FRAMU: Attention-based Machine Unlearning using Federated Reinforcement Learning

  • paper_url: http://arxiv.org/abs/2309.10283
  • repo_url: None
  • paper_authors: Thanveer Shaik, Xiaohui Tao, Lin Li, Haoran Xie, Taotao Cai, Xiaofeng Zhu, Qing Li
  • for: 这篇论文旨在解决数据隐私问题,提供一种基于联合学习和迪金生学习的机器学习卷积推理框架,以提高模型的准确性和计算效率。
  • methods: 该框架使用注意力机制、隐私保护技术和优化策略,可以处理不同数据源,包括单模态和多模态数据,并保持模型的准确性和隐私。
  • results: 在单模态和多模态数据集上进行了实验,发现FRAMUsignificantly outperformed基准模型,并且对模型的演进和优化进行了证明。
    Abstract Machine Unlearning is an emerging field that addresses data privacy issues by enabling the removal of private or irrelevant data from the Machine Learning process. Challenges related to privacy and model efficiency arise from the use of outdated, private, and irrelevant data. These issues compromise both the accuracy and the computational efficiency of models in both Machine Learning and Unlearning. To mitigate these challenges, we introduce a novel framework, Attention-based Machine Unlearning using Federated Reinforcement Learning (FRAMU). This framework incorporates adaptive learning mechanisms, privacy preservation techniques, and optimization strategies, making it a well-rounded solution for handling various data sources, either single-modality or multi-modality, while maintaining accuracy and privacy. FRAMU's strength lies in its adaptability to fluctuating data landscapes, its ability to unlearn outdated, private, or irrelevant data, and its support for continual model evolution without compromising privacy. Our experiments, conducted on both single-modality and multi-modality datasets, revealed that FRAMU significantly outperformed baseline models. Additional assessments of convergence behavior and optimization strategies further validate the framework's utility in federated learning applications.
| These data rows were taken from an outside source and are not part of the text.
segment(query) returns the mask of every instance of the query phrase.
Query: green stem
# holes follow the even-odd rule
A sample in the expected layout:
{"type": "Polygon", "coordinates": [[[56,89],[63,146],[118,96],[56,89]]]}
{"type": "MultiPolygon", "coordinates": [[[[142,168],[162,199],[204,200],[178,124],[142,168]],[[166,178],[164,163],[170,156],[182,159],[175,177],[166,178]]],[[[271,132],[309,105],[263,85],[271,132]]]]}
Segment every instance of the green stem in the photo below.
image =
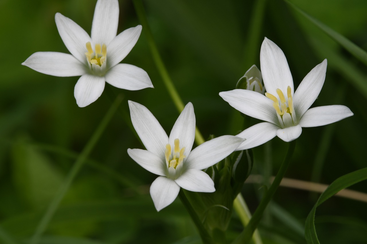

Overall, FRAMU advances Machine Unlearning by offering a robust, privacy-preserving solution that optimizes model performance while also addressing key challenges in dynamic data environments.
    摘要 机器无学是一个emerging field,旨在解决数据隐私问题,通过从机器学习过程中除去private或无关的数据。由于使用过时、private或无关的数据,会导致模型精度和计算效率受到挑战。为了解决这些问题,我们提出了一种新的框架:基于联邦反馈学习的注意力机器无学(FRAMU)。这个框架包括适应学习机制、隐私保护技术和优化策略,使其能够处理不同数据源,包括单模态和多模态数据,而不会影响模型的准确性和隐私。FRAMU的优势在于其适应到变化的数据景观、能够快速地忘记过时、private或无关的数据,以及支持不间断的模型演化而不损失隐私。我们在单模态和多模态数据集上进行了实验,发现FRAMU与基准模型相比有显著性能提升。进一步的评估对 convergence 行为和优化策略也证明了框架在联邦学习应用中的实用性。总之,FRAMU 提高了机器无学的可靠性和隐私保护能力,为动态数据环境中的机器学习应用提供了一个robust和隐私保护的解决方案。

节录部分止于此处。